Once I knew all the secrets of the universe. With no more than a thought I could bring Time to a stop, reverse it in its course, twist it around my finger like a piece of string. By force of will alone I could pass among the stars and the galaxies. I could create life out of nothingness, and turn living, breathing worlds into dust.
Time passed — though not the way it passes for you — and I could no longer do these things. But I could isolate a DNA molecule and perform microsurgery on it, and I could produce the equations that allowed us to traverse the wormholes in space, and I could plot the orbit of an electron.
Still more time slipped away, and although these gifts deserted me, I could create penicillin out of bread mold, and comprehend both the General and Special Theories of Relativity, and I could fly between the continents.
But all that has gone, and I remember it as one remembers a dream, on those occasions I can remember it at all. There was — there someday will be, there may come to you — a disease of the aged, in which you lose portions of your mind, pieces of your past, thoughts you’ve thought and feelings you’ve felt, until all that’s left is the primal id , screaming silently for warmth and nourishment. You see parts of yourself vanishing, you try to pull them back from oblivion, you fail, and all the while you realize what is happening to you until even that perception, that realization, is lost. I will weep for you in another millennium, but now your lost faces fade from my memory, your desperation recedes from the stage of my mind, and soon I will remember nothing of you. Everything is drifting away on the wind, eluding my frantic efforts to clutch it and bring it back to me.
I am writing this down so that someday someone — possibly even you —will read it and will know that I was a good and moral man, that I did my best under circumstances that a more compassionate God might not have forced upon me, that even as events and places slipped away from me, I did not shirk my duties, I served my people as best I could.
They come to me, my people, and they say, It hurts, Merlin. They say, Cast a spell and make the pain go away. They say, My baby burns with fever, and my milk has dried up. Do something, Merlin, they say; you are the greatest wizard in the kingdom, the greatest wizard who has ever lived. Surely you can do something.
Even Arthur seeks me out. The war goes badly, he confides to me; the heathen fight against baptism, the knights have fallen to battling amongst themselves, he distrusts his queen. He reminds me that I am his personal wizard, that I am his most trusted friend, that it was I who taught him the secret of Excalibur (but that was many years ago, and of course I know nothing of it yet). I look at him thoughtfully, and though I know an Arthur who is bent with age and beaten down by the caprices of Fate, an Arthur who has lost his Guinevere and his Round Table and all his dreams of Camelot, I can summon no compassion, no sympathy for this young man who is speaking to me. He is a stranger, as he will be yesterday, as he will be last week.

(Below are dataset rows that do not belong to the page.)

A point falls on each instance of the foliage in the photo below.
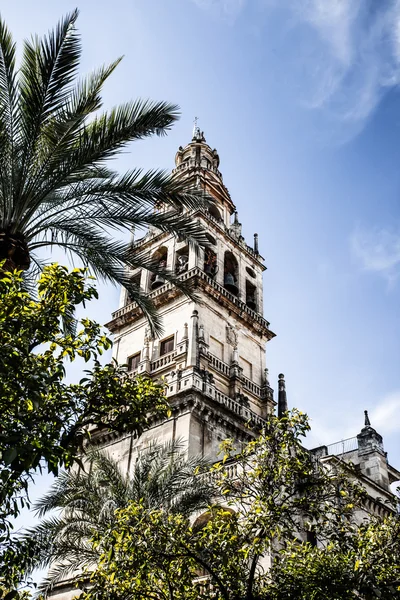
(45, 420)
(161, 476)
(363, 564)
(272, 494)
(55, 186)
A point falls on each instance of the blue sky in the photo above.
(300, 98)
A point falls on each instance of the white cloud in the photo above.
(358, 57)
(378, 251)
(347, 57)
(385, 417)
(229, 9)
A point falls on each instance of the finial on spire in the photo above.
(195, 126)
(198, 136)
(282, 399)
(256, 243)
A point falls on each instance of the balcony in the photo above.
(202, 277)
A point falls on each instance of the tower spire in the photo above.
(282, 399)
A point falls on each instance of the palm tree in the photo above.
(162, 477)
(55, 186)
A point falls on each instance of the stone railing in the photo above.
(163, 361)
(196, 271)
(196, 382)
(251, 387)
(218, 364)
(347, 445)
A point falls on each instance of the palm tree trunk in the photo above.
(14, 250)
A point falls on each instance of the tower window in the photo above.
(135, 281)
(133, 361)
(182, 260)
(214, 212)
(231, 273)
(166, 345)
(210, 262)
(160, 257)
(251, 298)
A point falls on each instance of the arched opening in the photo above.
(231, 273)
(182, 260)
(251, 298)
(135, 280)
(160, 257)
(210, 262)
(214, 212)
(251, 272)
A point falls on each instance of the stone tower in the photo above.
(212, 353)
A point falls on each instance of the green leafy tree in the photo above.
(364, 563)
(162, 476)
(45, 420)
(55, 186)
(249, 546)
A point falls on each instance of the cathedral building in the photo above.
(212, 354)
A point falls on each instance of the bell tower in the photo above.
(212, 353)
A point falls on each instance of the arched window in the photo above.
(182, 260)
(251, 295)
(210, 262)
(214, 212)
(135, 280)
(231, 278)
(160, 257)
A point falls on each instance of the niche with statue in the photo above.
(160, 258)
(210, 262)
(182, 260)
(251, 297)
(231, 270)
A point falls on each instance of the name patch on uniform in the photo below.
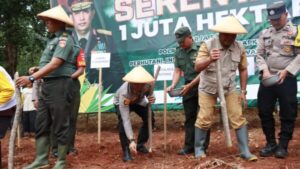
(297, 39)
(287, 42)
(62, 43)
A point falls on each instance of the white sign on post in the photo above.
(100, 59)
(166, 71)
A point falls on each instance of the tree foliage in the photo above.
(20, 32)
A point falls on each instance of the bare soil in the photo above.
(108, 154)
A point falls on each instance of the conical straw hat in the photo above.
(229, 25)
(57, 13)
(138, 75)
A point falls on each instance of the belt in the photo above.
(46, 79)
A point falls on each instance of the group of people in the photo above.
(59, 96)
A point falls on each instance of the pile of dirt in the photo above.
(108, 154)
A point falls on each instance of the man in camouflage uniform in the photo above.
(57, 64)
(185, 56)
(277, 53)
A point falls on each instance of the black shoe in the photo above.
(127, 156)
(185, 151)
(142, 149)
(269, 150)
(72, 151)
(281, 152)
(54, 154)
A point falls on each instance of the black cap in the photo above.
(182, 33)
(276, 10)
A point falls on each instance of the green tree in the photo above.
(20, 34)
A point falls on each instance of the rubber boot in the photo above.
(0, 155)
(125, 147)
(271, 146)
(126, 155)
(200, 138)
(61, 159)
(42, 150)
(206, 143)
(269, 149)
(242, 137)
(281, 150)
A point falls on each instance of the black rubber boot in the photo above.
(242, 138)
(200, 137)
(126, 155)
(281, 151)
(270, 148)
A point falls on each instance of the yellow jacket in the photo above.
(7, 90)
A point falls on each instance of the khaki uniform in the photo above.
(185, 61)
(231, 59)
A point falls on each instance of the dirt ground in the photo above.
(108, 154)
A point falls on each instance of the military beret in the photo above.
(78, 5)
(182, 33)
(275, 10)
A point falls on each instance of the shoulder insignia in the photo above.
(297, 39)
(104, 32)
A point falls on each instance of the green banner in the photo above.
(141, 32)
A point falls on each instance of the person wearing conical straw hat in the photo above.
(57, 64)
(133, 96)
(232, 57)
(278, 53)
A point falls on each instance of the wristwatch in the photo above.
(31, 79)
(244, 92)
(131, 140)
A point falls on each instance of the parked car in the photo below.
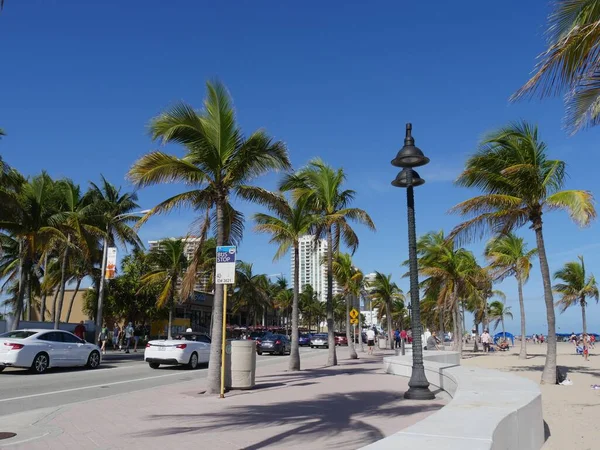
(341, 339)
(190, 349)
(276, 344)
(304, 339)
(319, 340)
(39, 350)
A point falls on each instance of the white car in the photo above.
(191, 350)
(39, 350)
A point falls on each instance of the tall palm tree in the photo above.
(508, 256)
(570, 64)
(576, 287)
(290, 221)
(169, 264)
(384, 292)
(251, 291)
(321, 187)
(520, 183)
(498, 312)
(219, 162)
(350, 279)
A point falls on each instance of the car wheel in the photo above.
(193, 364)
(40, 363)
(93, 360)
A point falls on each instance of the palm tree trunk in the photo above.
(63, 282)
(295, 352)
(73, 299)
(213, 379)
(549, 373)
(332, 355)
(523, 351)
(349, 334)
(583, 319)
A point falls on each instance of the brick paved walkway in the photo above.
(345, 407)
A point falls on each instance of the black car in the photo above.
(276, 344)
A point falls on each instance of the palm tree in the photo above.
(384, 292)
(519, 184)
(570, 64)
(498, 312)
(576, 287)
(290, 222)
(350, 279)
(169, 263)
(219, 162)
(321, 187)
(508, 256)
(251, 291)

An old woman comes to see me in the early afternoon. Her arm is torn and miscolored, the stench of it makes my eyes water, the flies are thick around her.
I cannot stand the pain any longer, Merlin, she weeps. It is like childbirth, but it does not go away. You are my only hope, Merlin. Cast your mystic spell, charge me what you will, but make the pain cease.
I look at her arm, where the badger has ripped it with his claws, and I want to turn my head away and retch. I finally force myself to examine it. I have a sense that I need something, I am not sure what, something to attach to the front of my face, or if not my whole face then at least across my nose and mouth, but I cannot recall what it is.